If your institution gives it to you free, use it — especially for an exam iatroX does not cover, such as MRCOG, MRCS or FRCS. And if you value BMJ's brand and expert authorship and do not mind the access process, it is a strong, broad option in its own right. The decisive question is usually simple: do you already have free access, and does it cover your exam for long enough?

How to choose

With no institutional access, or if you want adaptive practice without time-limited codes, iatroX is free for its core banks (MRCP, MRCEM, the PSA, PARA) and low-cost for the rest, so start there. If you have free access through your Trust, university or the BMA, use BMJ OnExamination and run iatroX's banks alongside for adaptive drilling. And if you are sitting MRCOG, MRCS or FRCS, BMJ OnExamination covers those and iatroX does not.

A few common questions

Is iatroX free? MRCP, MRCEM, the PSA and PARA are free; the MSRA, PLAB, the diplomas, the SCEs and international are on one subscription at £29/month or £99/year, with free samples for all.

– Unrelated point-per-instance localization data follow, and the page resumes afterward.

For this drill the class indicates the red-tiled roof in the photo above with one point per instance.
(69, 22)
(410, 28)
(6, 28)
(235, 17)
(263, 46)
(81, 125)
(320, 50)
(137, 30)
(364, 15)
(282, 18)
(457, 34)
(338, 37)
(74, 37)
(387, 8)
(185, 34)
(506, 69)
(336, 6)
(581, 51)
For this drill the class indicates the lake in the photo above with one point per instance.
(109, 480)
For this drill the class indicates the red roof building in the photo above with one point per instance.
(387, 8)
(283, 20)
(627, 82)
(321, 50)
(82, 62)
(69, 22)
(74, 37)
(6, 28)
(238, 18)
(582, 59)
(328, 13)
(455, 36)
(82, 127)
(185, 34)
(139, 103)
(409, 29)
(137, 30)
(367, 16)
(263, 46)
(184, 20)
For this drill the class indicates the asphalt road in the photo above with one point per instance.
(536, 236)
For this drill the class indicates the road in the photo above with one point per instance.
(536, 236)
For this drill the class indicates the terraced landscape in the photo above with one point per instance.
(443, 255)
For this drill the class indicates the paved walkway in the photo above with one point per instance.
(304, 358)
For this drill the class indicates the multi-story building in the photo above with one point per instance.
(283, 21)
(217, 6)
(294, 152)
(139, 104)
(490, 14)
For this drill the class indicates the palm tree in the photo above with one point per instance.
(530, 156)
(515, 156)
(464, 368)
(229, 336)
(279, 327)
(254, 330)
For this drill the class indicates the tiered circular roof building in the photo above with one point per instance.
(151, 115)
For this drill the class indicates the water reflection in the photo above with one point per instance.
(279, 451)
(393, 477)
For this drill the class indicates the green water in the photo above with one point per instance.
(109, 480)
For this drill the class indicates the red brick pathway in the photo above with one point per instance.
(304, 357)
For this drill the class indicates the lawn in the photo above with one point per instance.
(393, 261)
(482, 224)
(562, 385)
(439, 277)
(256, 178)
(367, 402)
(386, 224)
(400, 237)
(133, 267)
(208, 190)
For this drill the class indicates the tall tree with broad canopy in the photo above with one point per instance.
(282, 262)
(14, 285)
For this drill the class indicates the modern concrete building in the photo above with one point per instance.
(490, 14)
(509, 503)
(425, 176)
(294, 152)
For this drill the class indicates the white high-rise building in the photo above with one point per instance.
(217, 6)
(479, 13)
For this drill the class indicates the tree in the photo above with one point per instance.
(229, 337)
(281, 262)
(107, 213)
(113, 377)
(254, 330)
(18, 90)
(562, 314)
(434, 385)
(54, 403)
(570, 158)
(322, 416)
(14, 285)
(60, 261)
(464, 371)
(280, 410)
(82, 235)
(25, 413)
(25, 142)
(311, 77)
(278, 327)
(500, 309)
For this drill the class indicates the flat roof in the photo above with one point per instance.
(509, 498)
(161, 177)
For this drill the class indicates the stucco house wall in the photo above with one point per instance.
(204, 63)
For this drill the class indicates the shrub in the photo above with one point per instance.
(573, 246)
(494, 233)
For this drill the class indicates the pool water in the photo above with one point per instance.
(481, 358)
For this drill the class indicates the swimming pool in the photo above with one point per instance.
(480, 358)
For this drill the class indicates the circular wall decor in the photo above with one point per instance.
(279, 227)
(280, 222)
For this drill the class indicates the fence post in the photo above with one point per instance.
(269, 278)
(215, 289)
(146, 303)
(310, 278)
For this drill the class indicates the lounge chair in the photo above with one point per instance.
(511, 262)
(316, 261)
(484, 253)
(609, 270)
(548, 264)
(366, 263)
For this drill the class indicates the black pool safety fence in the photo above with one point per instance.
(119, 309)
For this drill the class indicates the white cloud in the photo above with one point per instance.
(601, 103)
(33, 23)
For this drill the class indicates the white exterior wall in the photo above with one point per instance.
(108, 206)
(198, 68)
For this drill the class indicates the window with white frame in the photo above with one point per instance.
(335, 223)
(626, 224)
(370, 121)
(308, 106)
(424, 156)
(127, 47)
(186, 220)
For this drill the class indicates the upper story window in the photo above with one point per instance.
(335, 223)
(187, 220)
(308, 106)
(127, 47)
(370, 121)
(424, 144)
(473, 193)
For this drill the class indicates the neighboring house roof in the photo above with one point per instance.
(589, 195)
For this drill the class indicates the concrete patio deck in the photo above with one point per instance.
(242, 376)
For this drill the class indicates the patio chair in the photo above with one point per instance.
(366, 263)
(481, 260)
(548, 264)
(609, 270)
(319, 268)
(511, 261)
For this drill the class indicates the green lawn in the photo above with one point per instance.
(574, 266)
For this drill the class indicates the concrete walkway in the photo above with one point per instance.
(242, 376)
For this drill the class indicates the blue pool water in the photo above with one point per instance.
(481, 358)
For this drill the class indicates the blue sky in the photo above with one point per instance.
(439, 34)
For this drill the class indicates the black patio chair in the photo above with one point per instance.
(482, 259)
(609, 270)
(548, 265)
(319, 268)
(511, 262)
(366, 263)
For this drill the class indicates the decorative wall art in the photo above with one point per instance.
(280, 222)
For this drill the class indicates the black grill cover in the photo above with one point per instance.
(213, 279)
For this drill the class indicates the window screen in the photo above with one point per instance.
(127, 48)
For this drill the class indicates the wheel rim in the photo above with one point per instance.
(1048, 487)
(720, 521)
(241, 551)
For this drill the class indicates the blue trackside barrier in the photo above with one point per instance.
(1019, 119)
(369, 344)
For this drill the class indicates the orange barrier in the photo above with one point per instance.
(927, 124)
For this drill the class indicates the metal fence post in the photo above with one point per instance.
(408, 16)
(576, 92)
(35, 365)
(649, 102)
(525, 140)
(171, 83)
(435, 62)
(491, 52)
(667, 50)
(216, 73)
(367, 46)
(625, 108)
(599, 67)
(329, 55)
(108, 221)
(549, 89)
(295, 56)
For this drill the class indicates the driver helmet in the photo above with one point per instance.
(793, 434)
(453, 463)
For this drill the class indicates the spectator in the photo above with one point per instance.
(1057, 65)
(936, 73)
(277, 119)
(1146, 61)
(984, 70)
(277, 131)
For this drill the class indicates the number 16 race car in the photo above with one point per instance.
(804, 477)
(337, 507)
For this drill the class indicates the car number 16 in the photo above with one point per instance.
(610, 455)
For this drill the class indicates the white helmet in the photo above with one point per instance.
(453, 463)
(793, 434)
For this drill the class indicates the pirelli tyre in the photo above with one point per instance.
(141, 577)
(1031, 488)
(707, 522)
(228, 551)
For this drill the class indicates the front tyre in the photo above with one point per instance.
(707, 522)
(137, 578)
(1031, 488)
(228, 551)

Isn't BMJ OnExamination free? Often, yes — via many universities, NHS Trusts or BMA membership. Check your access first; otherwise it is a paid subscription.

Does iatroX cover MRCOG or MRCS? No — BMJ OnExamination does; iatroX focuses on its own exam set plus clinical AI.

Can I use both? Yes — many do, pairing BMJ's breadth, often free via an institution, with iatroX's adaptive drilling.